I had initially tried .after = -14, .before = 7
(i.e., >= -14 days ago, <= -7 days ago) - which led to a range error message.
This way uses .before = 14, .after = -7
and seems to work ok - will experiment a bit more.
I am trying to understand the reason for my confusion.
I think I assumed something like:
whereas it seems like .before and .after are like:
Does this mean that e.g. looking after the event (7-14 days ahead) would mean using something like .before = -7, .after = 14
?
If so, it seems that it would support the kind of range-behaviour required! I only wonder though if there would be a way to make this less ambiguous. For example, it seems like specifying '.after = 7' without any .before specification would mean 'pick all the values from (the current value) up to (7 days from the current value)' - a 7-day period. But intuitively, I would expect this to instead 'pick all the available values from 7 days after the current value' (from 7 days ahead to the last available value). Perhaps it's just me?
I think you should think of it as creating windows that look like:
[.i - .before, .i + .after]
It does exactly that in the codebase somewhere, and then it requires that .i - .before <= .i + .after
to have a sensible window (which led to the errors you saw)

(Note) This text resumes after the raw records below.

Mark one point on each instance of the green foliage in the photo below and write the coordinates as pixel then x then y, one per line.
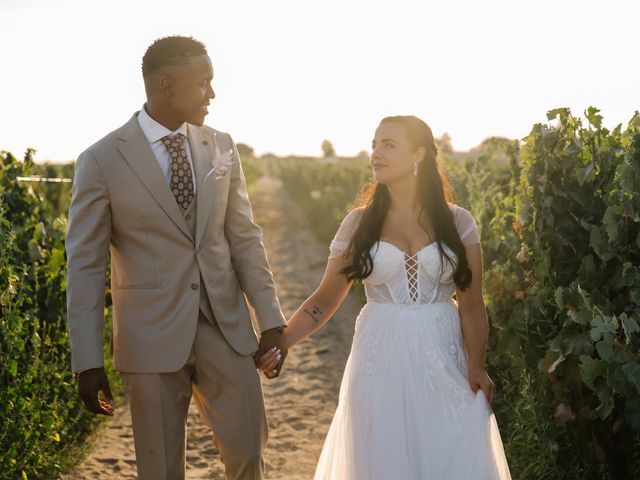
pixel 42 421
pixel 324 190
pixel 561 240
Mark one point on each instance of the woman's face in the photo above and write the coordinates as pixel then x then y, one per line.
pixel 393 155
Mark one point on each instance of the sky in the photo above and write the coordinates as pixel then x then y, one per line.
pixel 291 73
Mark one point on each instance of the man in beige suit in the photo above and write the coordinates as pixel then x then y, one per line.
pixel 166 197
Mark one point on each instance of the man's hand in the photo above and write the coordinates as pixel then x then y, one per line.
pixel 479 380
pixel 90 382
pixel 272 343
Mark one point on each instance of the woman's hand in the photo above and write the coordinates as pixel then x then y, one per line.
pixel 479 380
pixel 268 362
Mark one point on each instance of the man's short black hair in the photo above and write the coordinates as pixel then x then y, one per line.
pixel 173 50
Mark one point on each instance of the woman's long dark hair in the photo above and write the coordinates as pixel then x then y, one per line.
pixel 434 192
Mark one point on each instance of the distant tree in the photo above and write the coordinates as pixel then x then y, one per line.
pixel 327 149
pixel 245 150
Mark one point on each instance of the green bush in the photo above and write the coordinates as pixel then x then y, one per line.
pixel 42 420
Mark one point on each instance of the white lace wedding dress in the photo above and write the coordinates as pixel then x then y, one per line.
pixel 406 410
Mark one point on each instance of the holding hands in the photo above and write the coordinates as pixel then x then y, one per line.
pixel 272 352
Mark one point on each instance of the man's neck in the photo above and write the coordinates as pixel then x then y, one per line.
pixel 162 117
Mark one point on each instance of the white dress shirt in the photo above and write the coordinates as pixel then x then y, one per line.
pixel 154 133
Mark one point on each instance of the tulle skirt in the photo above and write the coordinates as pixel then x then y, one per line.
pixel 406 410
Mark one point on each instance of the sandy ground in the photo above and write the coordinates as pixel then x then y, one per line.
pixel 300 404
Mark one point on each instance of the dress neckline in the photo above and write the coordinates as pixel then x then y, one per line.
pixel 405 253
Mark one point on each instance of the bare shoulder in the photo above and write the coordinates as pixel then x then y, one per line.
pixel 460 213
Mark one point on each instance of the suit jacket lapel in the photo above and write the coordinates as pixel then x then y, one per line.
pixel 135 149
pixel 201 146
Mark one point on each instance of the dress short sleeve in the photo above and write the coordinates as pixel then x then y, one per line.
pixel 347 228
pixel 466 226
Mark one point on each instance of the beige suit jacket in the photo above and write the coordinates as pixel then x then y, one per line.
pixel 122 203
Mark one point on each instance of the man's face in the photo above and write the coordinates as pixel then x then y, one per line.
pixel 191 90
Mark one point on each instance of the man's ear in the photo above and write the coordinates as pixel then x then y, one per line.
pixel 166 82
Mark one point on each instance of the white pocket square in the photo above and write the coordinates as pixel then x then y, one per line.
pixel 220 164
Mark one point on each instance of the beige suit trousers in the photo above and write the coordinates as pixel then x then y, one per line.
pixel 228 393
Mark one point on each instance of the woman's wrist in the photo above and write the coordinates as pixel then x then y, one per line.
pixel 286 338
pixel 477 366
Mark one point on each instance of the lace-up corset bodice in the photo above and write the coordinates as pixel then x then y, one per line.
pixel 400 278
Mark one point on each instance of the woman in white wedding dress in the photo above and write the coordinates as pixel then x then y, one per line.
pixel 415 398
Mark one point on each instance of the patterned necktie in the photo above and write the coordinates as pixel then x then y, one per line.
pixel 181 177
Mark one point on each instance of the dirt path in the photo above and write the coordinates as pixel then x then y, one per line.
pixel 300 404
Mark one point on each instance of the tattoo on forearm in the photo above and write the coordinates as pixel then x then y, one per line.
pixel 314 313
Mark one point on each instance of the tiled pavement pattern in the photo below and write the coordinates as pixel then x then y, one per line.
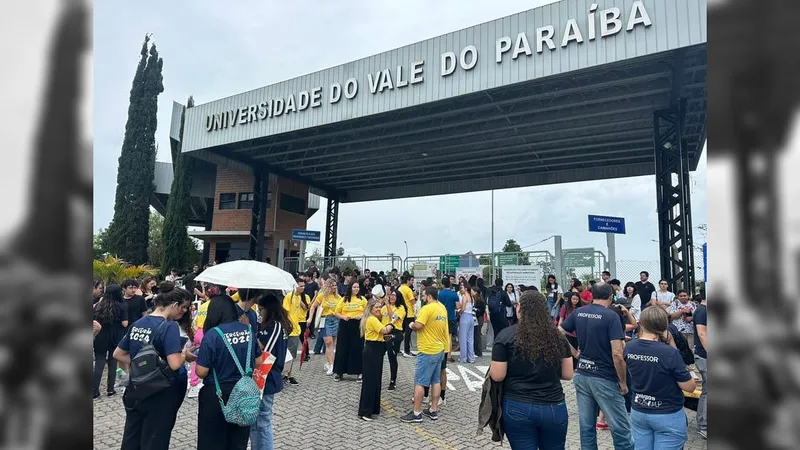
pixel 321 414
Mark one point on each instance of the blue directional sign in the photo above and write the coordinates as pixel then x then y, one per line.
pixel 705 262
pixel 305 235
pixel 604 224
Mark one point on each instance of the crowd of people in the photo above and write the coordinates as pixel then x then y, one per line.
pixel 626 349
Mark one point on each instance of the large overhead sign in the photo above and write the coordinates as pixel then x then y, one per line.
pixel 600 25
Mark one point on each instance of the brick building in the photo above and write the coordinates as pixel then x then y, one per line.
pixel 221 206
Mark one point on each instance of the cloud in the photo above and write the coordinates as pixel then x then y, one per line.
pixel 212 52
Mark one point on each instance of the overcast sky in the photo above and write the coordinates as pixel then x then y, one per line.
pixel 212 50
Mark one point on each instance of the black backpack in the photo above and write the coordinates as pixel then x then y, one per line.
pixel 149 373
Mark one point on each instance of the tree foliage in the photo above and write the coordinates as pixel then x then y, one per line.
pixel 174 235
pixel 129 229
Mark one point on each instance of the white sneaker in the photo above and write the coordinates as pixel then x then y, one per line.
pixel 194 391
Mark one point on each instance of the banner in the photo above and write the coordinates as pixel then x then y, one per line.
pixel 467 272
pixel 525 275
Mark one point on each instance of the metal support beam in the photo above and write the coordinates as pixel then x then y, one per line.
pixel 673 197
pixel 331 224
pixel 258 219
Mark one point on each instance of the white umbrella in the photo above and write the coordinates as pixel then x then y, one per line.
pixel 247 274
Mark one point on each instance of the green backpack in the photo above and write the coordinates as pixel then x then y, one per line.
pixel 245 399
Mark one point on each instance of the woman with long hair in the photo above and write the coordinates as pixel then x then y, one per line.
pixel 466 324
pixel 274 327
pixel 147 291
pixel 112 315
pixel 149 422
pixel 530 359
pixel 479 309
pixel 513 297
pixel 373 332
pixel 659 376
pixel 572 301
pixel 633 299
pixel 216 365
pixel 327 299
pixel 349 343
pixel 393 312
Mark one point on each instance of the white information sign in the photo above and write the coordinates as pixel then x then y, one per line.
pixel 525 275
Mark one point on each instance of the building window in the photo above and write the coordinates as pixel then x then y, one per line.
pixel 290 203
pixel 246 200
pixel 227 201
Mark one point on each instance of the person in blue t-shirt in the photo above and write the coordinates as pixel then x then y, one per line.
pixel 601 375
pixel 149 422
pixel 272 336
pixel 216 366
pixel 658 375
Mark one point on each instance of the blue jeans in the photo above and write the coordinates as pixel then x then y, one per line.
pixel 261 431
pixel 531 426
pixel 319 345
pixel 592 393
pixel 428 370
pixel 660 431
pixel 466 338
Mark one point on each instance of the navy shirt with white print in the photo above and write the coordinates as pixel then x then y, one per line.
pixel 215 356
pixel 656 369
pixel 166 340
pixel 596 327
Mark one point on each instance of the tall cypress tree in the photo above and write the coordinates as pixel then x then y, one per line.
pixel 176 238
pixel 128 231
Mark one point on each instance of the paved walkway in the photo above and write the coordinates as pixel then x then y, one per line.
pixel 322 414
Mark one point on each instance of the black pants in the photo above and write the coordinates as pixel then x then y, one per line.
pixel 407 334
pixel 213 432
pixel 370 402
pixel 478 327
pixel 149 422
pixel 349 345
pixel 392 350
pixel 101 359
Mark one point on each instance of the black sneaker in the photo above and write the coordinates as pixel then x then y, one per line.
pixel 433 415
pixel 411 418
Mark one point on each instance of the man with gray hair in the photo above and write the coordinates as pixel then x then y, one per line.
pixel 600 381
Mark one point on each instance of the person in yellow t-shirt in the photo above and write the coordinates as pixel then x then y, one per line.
pixel 433 341
pixel 394 312
pixel 406 289
pixel 374 332
pixel 297 307
pixel 200 320
pixel 349 344
pixel 327 299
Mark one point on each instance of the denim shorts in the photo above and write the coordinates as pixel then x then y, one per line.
pixel 429 369
pixel 331 326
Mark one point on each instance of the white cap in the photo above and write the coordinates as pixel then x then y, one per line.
pixel 378 291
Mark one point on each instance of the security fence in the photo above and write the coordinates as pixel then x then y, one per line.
pixel 487 266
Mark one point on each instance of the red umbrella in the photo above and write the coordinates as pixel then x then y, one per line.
pixel 304 351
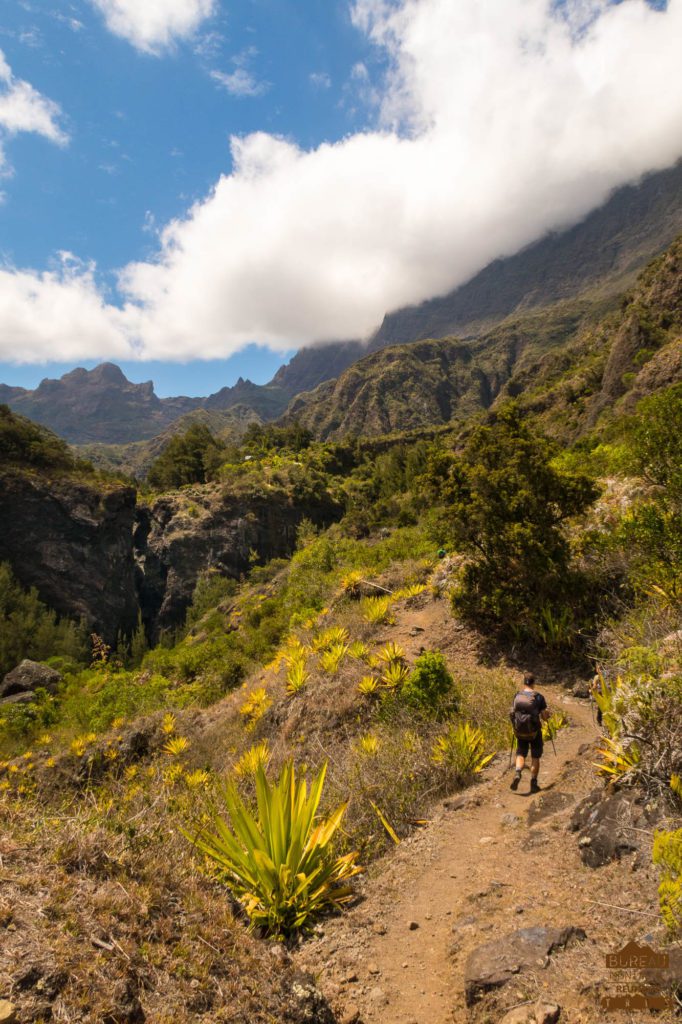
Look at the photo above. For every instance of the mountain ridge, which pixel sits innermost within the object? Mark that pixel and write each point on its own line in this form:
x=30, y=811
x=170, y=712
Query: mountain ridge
x=595, y=258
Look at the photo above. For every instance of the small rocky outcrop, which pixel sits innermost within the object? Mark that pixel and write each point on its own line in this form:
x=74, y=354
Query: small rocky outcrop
x=185, y=532
x=494, y=964
x=609, y=824
x=72, y=540
x=28, y=677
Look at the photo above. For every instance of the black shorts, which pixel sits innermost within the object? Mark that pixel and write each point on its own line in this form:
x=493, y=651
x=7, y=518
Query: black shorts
x=536, y=745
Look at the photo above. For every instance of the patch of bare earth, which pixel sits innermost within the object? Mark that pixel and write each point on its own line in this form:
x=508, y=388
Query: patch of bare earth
x=491, y=862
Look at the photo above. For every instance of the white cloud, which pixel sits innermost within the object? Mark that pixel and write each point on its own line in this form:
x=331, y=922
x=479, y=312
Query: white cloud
x=320, y=80
x=23, y=109
x=153, y=26
x=57, y=314
x=240, y=82
x=499, y=122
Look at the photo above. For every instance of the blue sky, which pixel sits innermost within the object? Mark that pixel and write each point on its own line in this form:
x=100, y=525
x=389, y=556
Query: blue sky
x=150, y=136
x=194, y=188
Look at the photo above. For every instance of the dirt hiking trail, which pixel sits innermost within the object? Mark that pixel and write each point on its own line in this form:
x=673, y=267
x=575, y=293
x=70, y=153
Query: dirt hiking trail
x=491, y=861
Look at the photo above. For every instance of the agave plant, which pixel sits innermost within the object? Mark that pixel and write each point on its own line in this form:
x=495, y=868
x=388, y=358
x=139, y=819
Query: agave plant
x=394, y=675
x=175, y=747
x=605, y=698
x=330, y=660
x=617, y=761
x=462, y=750
x=256, y=757
x=279, y=861
x=369, y=686
x=369, y=744
x=297, y=676
x=377, y=610
x=331, y=637
x=359, y=650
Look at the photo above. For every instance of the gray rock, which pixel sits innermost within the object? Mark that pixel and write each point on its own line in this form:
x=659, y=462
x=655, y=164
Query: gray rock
x=18, y=698
x=549, y=803
x=7, y=1013
x=30, y=676
x=547, y=1013
x=494, y=964
x=519, y=1015
x=608, y=824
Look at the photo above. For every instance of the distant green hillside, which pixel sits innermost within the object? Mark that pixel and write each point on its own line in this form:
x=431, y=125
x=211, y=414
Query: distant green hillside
x=572, y=363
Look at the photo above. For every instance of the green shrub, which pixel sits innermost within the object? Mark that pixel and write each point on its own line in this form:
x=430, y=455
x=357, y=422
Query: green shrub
x=430, y=684
x=29, y=629
x=507, y=506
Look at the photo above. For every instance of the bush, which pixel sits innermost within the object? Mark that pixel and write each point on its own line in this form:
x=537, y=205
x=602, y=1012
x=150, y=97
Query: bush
x=29, y=629
x=507, y=506
x=430, y=684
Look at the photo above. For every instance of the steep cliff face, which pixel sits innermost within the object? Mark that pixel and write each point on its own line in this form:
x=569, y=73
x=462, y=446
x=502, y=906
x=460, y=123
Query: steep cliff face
x=185, y=532
x=73, y=543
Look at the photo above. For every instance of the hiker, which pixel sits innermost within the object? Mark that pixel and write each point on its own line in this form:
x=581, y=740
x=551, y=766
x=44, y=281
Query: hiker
x=527, y=713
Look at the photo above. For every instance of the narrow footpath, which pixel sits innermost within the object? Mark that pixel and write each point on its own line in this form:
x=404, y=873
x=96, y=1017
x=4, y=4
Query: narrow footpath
x=491, y=861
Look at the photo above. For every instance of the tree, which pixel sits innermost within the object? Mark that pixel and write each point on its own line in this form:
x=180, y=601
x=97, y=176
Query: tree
x=507, y=506
x=185, y=459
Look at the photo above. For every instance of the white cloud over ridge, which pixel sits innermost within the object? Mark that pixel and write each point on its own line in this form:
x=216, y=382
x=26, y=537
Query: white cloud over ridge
x=153, y=26
x=23, y=109
x=499, y=122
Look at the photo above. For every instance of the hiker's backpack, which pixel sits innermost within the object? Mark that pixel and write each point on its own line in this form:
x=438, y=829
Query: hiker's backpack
x=525, y=716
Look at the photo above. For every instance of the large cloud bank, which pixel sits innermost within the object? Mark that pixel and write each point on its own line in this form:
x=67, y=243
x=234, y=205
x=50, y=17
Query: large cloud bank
x=500, y=121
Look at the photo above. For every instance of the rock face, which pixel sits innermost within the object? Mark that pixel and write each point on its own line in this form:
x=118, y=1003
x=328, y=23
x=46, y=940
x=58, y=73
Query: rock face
x=73, y=542
x=495, y=964
x=608, y=823
x=185, y=532
x=28, y=677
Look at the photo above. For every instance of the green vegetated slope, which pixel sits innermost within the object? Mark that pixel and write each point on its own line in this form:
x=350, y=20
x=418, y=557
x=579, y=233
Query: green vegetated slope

Does this mean that e.g. looking after the event (7-14 days ahead) would mean using something like .before = -7, .after = 14?
Yes exactly
Regarding your confusion about .before/.after, I'm hopeful that it is just you 😄 I think that the documentation for .before
and .after
in ?slide_index
is pretty good at conveying the correct meaning (I'm biased of course, but still). It is also meant to map almost exactly to how it works in SQL with Window functions. i.e. this:
SELECT
shop,
date,
revenue_amount,
AVG(revenue_amount) OVER (
PARTITION BY shop
ORDER BY date ASC
RANGE BETWEEN INTERVAL '1' DAY PRECEDING AND CURRENT ROW
) AS moving_avg
FROM revenue_per_shop;
is very close to this grouped by shop
:
slide_index_dbl(revenue_amount, date, mean, .before = days(1), .after = 0)
Scenario: In clinical data we often want to look at values in a specific time range relative to the current value - for example, the most recent value between 7 days and 14 days ago.
Feature request: A method to allow specification of a relative interval, e.g. with .interval_relative_start / .interval_relative_stop (or some better-named parameters).